This post was written by Christophe (CTO and founder)
Doing research in deep learning is fascinating. Sometimes, you can have an idea when you get up, implement it during the morning, and get the result two days after. Of course, most of the time, the results are not so good, but it’s always a step for a better comprehension of deep neural networks. In practice, to achieve a significant improvement, we need to run a lot of experiments, often hundreds. Long experiments + lot of iterations : we needed a framework to build a successful research team.

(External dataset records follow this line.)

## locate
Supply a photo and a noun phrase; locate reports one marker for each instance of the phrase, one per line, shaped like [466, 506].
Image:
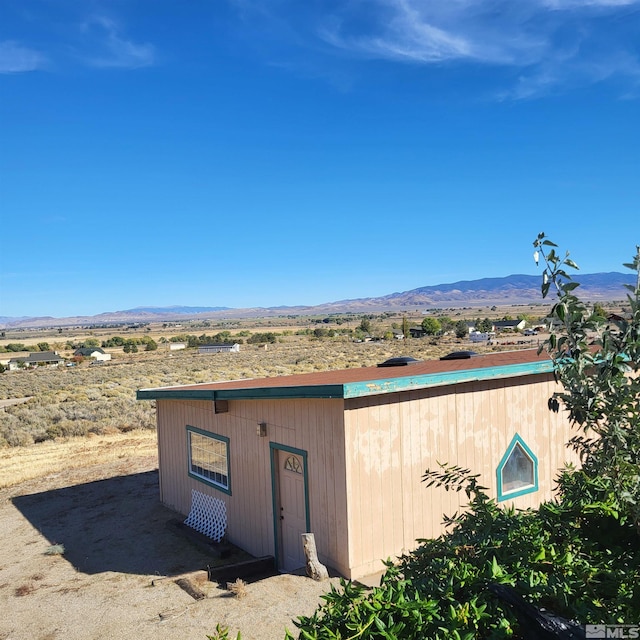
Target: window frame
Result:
[190, 430]
[520, 491]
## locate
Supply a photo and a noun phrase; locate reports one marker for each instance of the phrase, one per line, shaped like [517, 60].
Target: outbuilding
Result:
[219, 348]
[342, 454]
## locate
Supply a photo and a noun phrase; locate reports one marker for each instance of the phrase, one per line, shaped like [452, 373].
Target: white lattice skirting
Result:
[208, 515]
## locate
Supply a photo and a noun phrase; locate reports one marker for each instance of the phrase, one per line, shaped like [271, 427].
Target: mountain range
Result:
[513, 289]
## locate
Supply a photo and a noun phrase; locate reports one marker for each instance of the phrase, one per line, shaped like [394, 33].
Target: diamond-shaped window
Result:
[518, 470]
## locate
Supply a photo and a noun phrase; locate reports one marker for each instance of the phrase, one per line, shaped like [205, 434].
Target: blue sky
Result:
[242, 153]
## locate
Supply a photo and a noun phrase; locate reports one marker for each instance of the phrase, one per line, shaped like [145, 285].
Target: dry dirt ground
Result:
[117, 576]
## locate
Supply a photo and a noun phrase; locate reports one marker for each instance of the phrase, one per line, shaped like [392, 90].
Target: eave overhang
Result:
[253, 390]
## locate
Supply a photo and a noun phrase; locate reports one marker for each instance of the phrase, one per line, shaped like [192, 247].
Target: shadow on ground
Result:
[116, 525]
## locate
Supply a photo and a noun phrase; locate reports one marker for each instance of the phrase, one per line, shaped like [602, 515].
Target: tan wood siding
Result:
[314, 426]
[393, 439]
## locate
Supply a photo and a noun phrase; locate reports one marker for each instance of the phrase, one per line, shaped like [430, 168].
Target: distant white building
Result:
[481, 336]
[218, 348]
[93, 352]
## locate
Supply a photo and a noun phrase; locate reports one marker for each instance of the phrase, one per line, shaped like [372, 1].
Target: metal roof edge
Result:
[392, 385]
[260, 393]
[351, 389]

We are five people in the research team at niland. Our job is to create new deep neural network architectures and algorithms capable of analysing and understanding audio signals. Thanks to companies like Amazon, Google or IBM, we have access to an incredible amount of computational resources. We also have a lot of data from our selected partners with high quality human annotations. Having been doing this job for about 12 years now, I must say that niland lab is, by far, the best place I experienced for doing research in artificial intelligence.

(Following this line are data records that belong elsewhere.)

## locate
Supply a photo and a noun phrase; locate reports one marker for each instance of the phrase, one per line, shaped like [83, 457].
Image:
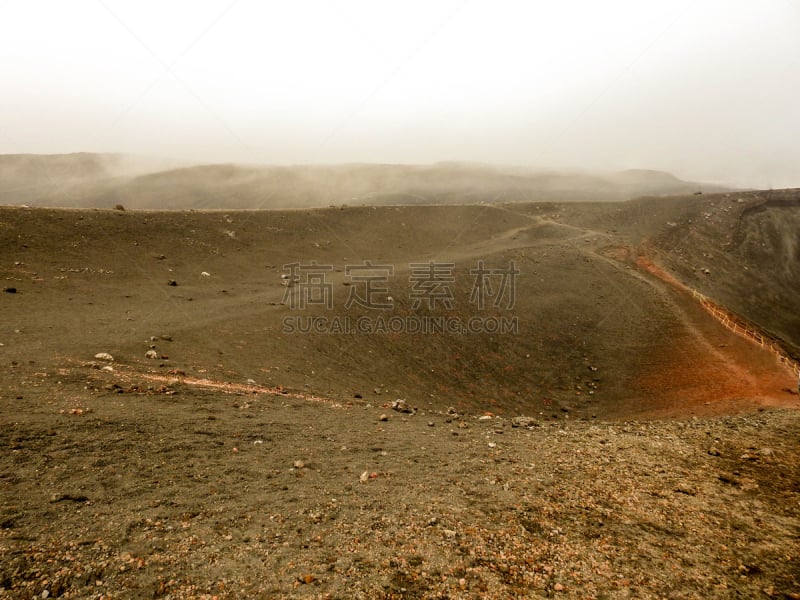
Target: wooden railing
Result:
[736, 325]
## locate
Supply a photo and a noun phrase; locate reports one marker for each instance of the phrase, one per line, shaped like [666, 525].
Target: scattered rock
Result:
[67, 498]
[683, 488]
[402, 406]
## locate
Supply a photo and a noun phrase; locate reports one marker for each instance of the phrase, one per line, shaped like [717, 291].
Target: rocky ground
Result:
[116, 486]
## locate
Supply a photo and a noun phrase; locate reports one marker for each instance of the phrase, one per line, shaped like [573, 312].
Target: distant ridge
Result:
[85, 180]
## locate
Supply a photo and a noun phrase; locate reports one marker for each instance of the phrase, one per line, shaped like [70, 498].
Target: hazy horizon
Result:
[704, 90]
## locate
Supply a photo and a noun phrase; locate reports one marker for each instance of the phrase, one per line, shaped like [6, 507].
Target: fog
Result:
[706, 90]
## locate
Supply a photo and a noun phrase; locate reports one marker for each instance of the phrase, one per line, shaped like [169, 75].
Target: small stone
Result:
[402, 406]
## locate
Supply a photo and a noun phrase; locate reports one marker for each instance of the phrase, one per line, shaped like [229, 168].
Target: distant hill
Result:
[104, 180]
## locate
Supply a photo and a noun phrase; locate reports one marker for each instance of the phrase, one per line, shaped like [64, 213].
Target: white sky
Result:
[707, 89]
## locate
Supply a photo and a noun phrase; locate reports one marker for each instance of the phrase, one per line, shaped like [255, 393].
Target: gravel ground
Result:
[125, 489]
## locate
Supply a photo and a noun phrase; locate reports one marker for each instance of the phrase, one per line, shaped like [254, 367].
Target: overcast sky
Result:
[709, 90]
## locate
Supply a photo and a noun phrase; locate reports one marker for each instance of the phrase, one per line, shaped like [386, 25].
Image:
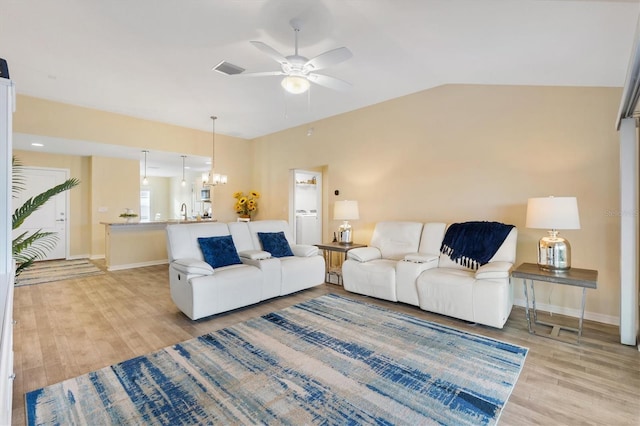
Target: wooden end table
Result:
[585, 278]
[335, 268]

A Machine Learning First Company
At Niland, we put machine learning at the core of everything we do. When we started the company back in 2013, we wanted to use machine learning to replace every existing recommendation system. We are still working on it, enabling machines to learn what I want to listen to, and not only playing with statistical laws to serve me tunes. In our quest for the perfect Music Perception Engine, we needed to position the research team as close as possible to our clients (Music Companies : labels, production libraries & streaming services).

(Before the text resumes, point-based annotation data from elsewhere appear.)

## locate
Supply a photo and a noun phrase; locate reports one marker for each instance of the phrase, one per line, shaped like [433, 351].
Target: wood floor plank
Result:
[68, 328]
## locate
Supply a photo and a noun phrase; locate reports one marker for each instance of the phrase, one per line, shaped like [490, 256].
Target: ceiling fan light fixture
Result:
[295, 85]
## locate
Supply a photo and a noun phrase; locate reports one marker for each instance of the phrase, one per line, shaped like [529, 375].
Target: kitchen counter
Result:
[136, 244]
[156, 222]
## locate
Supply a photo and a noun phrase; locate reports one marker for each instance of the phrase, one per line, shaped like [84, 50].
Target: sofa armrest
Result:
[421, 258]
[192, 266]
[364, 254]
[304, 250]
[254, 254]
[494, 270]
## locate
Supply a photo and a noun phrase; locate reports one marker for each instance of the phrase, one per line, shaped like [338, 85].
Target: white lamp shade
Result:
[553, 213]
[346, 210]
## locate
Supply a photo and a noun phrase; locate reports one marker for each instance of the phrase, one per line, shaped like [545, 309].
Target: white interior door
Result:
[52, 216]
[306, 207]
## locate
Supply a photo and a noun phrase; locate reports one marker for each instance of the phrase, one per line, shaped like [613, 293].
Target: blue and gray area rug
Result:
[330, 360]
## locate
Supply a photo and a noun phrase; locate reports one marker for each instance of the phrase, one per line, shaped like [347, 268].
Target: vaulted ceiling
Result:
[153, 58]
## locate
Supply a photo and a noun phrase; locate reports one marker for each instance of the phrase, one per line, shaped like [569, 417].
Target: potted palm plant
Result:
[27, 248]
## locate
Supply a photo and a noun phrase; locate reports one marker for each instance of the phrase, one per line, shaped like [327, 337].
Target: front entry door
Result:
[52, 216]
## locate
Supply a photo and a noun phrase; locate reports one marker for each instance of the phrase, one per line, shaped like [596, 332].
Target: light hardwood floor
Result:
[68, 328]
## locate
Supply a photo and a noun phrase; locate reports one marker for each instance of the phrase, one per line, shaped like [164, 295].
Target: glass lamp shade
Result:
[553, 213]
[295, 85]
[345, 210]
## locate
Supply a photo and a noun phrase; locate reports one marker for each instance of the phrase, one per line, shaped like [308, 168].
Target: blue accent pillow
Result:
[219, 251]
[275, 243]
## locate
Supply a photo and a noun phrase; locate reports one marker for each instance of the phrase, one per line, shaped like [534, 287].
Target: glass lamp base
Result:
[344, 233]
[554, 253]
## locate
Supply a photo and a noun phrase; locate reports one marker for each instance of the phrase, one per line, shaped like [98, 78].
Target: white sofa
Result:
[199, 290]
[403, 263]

Understanding our clients’ business problems is key to assure the success of our product. Therefore, we needed to create and define clear indicators to measure our performance and how these indicators answered a clear business need. As a small team with a high goal (teaching machines to understand music is not an easy task), we also needed to make the most of our key assets: Niland’s people. We wanted to design the company in a way that product & core research work together, iterating altogether through a virtuous loop. Having worked for years in academic labs, we knew which pitfalls we wanted to avoid.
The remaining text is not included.